To no one’s surprise in the audience, the last we see of Anita and Bob is in a clinch on the deck of the Elsie, en route to Havana.
The big attraction here is of course Velez. She does some singing, she does some dancing, and she uses her expressive eyes to best advantage in her portrayal of Anita as a sort of sprite, a child of nature; she appears entirely unconscious of how alluring she is, even as the loose shoulder of her dress seems constantly in delicious danger of showing more than it oughter. Her performance shows some lingering traits of the silents, as does the movie as a whole. For example, when Anita climbs aboard the Elsie and settles herself down beside Bob’s half-dozing form, everything is done by Velez in the extravagant mime of a silent movie, the only sounds on the soundtrack being a song performed by the Sextetto Habanero, supposedly ensconced a few hundred yards away on the harbor wall.
Yet elsewhere director King makes good use of sound. We’re soon made aware that Horngold’s shoes always squeak loudly as he walks, and later on a plot point is made out of that fact.
Spotty (George Bookasta) spies as Morgan overpowers Anita.
The diminutive—just 5ft tall—and very lovely Velez was one of the more colorful characters in the Hollywood of the 1920s and 1930s. Her love life was the talk of the town, as was her notoriously fiery temper; in due course she and her publicists and producers capitalized on the latter reputation, giving her the public nickname of The Mexican Spitfire. This led to a series of seven comedies for RKO beginning with Mexican Spitfire (1940) and ending with Mexican Spitfire’s Blessed Event (1943).
She had a tempestuous marriage to Johnny Weissmuller that lasted from 1933 until their divorce in 1939; they separated a couple of times before that due to their fights. Among her other lovers were (in no particular order) Charlie Chaplin, Tom Mix, Clark Gable, Erich Maria Remarque, Jack Johnson, Jack Dempsey, Arturo de Córdova, Errol Flynn and Gary Cooper, at whom she reportedly took a pot shot after he’d ended their affair. In December 1944 she committed suicide through taking a massive overdose of seconal and booze, having some while before discovered that she was pregnant either by her current fiancé, actor Harald Ramond, or through a “one for the road” one-nighter with Gary Cooper. (The account of her death by Kenneth Anger in his Hollywood Babylon [1959], in which he describes her staggering from her bed to the bathroom to vomit into the toilet, only to fall head-first into it and drown, appears to be a salacious fiction.)
Those tragedies were a long way ahead, though, when she was filming Hell Harbor.
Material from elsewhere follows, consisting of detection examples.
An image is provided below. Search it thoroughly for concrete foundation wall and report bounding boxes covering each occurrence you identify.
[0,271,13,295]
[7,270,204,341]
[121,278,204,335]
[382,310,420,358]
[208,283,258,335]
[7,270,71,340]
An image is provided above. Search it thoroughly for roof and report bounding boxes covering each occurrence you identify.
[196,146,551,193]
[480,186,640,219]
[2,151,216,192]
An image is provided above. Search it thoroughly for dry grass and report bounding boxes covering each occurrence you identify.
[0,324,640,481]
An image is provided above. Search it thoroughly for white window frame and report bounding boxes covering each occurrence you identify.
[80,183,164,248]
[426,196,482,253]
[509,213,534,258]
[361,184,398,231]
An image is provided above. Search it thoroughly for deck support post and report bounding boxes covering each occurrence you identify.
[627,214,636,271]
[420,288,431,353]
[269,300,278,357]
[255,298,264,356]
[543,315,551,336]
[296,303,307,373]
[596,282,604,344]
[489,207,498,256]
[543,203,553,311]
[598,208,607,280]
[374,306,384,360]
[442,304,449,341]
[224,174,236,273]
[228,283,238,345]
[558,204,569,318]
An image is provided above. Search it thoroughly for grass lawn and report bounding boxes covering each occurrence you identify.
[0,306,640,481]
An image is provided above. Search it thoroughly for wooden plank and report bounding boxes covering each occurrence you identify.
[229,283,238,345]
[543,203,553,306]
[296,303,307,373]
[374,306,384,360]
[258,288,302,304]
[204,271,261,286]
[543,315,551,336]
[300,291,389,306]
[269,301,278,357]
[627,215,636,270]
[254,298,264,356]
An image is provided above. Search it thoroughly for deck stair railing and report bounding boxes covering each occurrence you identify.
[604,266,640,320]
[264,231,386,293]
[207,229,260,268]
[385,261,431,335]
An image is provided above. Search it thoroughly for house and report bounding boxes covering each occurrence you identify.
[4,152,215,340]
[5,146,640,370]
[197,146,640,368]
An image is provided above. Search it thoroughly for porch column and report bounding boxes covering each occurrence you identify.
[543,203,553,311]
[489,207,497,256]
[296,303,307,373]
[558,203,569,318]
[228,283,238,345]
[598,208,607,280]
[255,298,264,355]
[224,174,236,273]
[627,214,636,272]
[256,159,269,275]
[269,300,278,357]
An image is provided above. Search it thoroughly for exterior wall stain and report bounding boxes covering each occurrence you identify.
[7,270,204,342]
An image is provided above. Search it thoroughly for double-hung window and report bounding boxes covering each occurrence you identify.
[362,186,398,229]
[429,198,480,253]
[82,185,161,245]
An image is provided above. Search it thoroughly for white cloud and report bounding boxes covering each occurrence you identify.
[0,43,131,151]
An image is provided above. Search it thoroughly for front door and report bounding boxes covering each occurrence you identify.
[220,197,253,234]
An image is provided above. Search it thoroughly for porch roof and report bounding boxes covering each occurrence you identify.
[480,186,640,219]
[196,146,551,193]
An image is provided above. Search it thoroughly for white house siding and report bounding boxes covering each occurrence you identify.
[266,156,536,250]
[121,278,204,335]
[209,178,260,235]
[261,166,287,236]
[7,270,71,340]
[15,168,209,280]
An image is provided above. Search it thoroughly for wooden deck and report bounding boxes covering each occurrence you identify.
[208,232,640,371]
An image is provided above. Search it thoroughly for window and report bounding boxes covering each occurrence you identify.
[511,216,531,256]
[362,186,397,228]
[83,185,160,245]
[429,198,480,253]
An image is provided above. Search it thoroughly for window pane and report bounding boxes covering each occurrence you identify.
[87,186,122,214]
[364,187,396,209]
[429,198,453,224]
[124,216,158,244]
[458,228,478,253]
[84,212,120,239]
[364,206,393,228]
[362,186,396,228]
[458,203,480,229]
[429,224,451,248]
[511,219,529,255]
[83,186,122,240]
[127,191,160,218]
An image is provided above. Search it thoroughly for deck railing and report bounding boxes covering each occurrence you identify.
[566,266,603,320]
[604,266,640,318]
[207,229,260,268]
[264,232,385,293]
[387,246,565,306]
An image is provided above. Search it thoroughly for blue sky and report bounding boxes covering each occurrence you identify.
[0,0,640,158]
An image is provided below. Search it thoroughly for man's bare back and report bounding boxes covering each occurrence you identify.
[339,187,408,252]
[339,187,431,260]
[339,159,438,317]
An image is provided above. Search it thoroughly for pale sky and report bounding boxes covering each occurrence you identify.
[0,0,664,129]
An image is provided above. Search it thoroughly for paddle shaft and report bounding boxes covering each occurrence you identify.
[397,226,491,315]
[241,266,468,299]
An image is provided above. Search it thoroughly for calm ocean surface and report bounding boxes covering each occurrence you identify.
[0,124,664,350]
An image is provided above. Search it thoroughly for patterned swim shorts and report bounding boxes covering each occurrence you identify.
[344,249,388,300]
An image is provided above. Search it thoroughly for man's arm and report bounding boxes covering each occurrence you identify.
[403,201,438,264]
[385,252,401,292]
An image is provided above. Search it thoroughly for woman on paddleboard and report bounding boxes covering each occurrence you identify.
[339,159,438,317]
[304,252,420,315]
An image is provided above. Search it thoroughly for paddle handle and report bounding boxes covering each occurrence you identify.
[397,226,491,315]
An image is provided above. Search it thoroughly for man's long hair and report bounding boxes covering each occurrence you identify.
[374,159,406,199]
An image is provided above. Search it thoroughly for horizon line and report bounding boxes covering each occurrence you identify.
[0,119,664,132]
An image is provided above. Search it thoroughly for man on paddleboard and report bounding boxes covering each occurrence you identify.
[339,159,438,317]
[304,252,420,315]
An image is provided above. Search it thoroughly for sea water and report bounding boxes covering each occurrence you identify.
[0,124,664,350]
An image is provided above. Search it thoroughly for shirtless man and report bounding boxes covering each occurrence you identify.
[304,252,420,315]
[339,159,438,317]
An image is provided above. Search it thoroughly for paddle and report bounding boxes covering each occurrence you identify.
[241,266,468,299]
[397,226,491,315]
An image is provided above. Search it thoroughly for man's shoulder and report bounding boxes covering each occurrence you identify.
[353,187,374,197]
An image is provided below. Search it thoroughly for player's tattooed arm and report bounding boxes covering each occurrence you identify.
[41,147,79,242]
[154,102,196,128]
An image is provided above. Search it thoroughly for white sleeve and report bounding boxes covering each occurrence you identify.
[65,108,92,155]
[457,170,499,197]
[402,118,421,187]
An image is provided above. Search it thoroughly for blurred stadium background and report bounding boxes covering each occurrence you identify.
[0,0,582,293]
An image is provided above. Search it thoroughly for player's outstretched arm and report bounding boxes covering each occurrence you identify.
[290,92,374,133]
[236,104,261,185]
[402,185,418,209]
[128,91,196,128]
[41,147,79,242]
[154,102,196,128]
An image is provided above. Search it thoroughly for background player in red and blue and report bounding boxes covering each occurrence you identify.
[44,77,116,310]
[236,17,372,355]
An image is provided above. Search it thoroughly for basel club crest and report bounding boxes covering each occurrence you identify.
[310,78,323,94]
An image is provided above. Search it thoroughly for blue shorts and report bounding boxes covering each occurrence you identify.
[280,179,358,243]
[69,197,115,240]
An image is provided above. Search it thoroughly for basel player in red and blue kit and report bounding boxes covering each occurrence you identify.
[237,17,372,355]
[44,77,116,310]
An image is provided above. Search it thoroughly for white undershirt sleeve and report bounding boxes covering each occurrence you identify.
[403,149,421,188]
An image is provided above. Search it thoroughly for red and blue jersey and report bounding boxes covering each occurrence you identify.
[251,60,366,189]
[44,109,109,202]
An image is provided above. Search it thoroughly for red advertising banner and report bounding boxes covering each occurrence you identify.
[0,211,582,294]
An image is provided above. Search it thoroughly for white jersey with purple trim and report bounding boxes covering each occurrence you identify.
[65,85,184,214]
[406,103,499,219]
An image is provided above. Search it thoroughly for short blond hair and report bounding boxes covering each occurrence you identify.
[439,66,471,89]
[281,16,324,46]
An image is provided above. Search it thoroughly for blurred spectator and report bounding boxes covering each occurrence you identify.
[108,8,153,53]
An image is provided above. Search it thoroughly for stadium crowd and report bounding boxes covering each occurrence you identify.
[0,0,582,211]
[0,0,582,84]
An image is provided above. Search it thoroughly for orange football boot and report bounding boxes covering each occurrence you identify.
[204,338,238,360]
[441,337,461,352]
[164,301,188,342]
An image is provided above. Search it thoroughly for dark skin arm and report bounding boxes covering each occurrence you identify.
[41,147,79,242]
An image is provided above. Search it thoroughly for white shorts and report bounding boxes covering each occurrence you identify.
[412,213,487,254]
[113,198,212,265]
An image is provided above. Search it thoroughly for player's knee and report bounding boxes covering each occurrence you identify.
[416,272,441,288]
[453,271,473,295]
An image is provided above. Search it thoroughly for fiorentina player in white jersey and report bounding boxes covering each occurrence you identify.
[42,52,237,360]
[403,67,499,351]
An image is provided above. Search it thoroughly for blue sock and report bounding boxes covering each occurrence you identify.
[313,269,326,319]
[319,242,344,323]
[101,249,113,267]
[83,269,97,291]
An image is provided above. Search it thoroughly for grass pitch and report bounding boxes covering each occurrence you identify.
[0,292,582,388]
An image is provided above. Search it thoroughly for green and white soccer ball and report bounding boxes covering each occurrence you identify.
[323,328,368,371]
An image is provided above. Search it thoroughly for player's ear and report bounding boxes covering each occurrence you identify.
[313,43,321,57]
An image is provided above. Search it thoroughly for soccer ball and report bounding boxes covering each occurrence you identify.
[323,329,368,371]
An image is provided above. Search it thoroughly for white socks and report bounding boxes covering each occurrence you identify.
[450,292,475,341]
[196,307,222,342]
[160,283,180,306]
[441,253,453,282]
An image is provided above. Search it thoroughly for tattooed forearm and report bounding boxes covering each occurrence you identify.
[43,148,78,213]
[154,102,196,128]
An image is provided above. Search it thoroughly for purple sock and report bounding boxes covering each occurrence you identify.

Here we can see her in the guise of ingenue, as a fiery, free-spirited young woman who’s still more adolescent than adult. The camera loved her in those days, as it always did.
Sad fate of Lupe Velez…
Yep. She’s so vital in this movie that it’s almost impossible — and very saddening — to reconcile her appearance here with what we know of her later life and her death.
The stills looks great and King is in the main a terrific filmmaker.
Interesting. As I say, in this instance the movie comes across as a sort of slightly uncomfortable transition piece between the silents and the talkies. Luckily Velez manages to make the best of both worlds . . . which may, of course, have been exactly what King was aiming for.
Kind did some fantastic solent work
That’d have been when he was based in Southampton, would it? 🙂
Ouch! Sorry, that was meant to be ‘silent’ … 😉
I didnt realize Ms. Velez made her rounds to that extent. Wow! But yes a very sad downward spiral. Fascinating review of this pre-coder I have not yet seen.
I hope you get a chance to see this one at some point, Sam — Velez is really quite magical in it.
Yes, the camera loved Lupe Velez. She has such a magnetic screen presence. This film looks like a lot of fun and, happily, I see it’s available on YouTube!
She’s not really an actor I’d much registered before but, having seen her in this, I’m eager to catch more of her work. She’s almost a Puck figure here.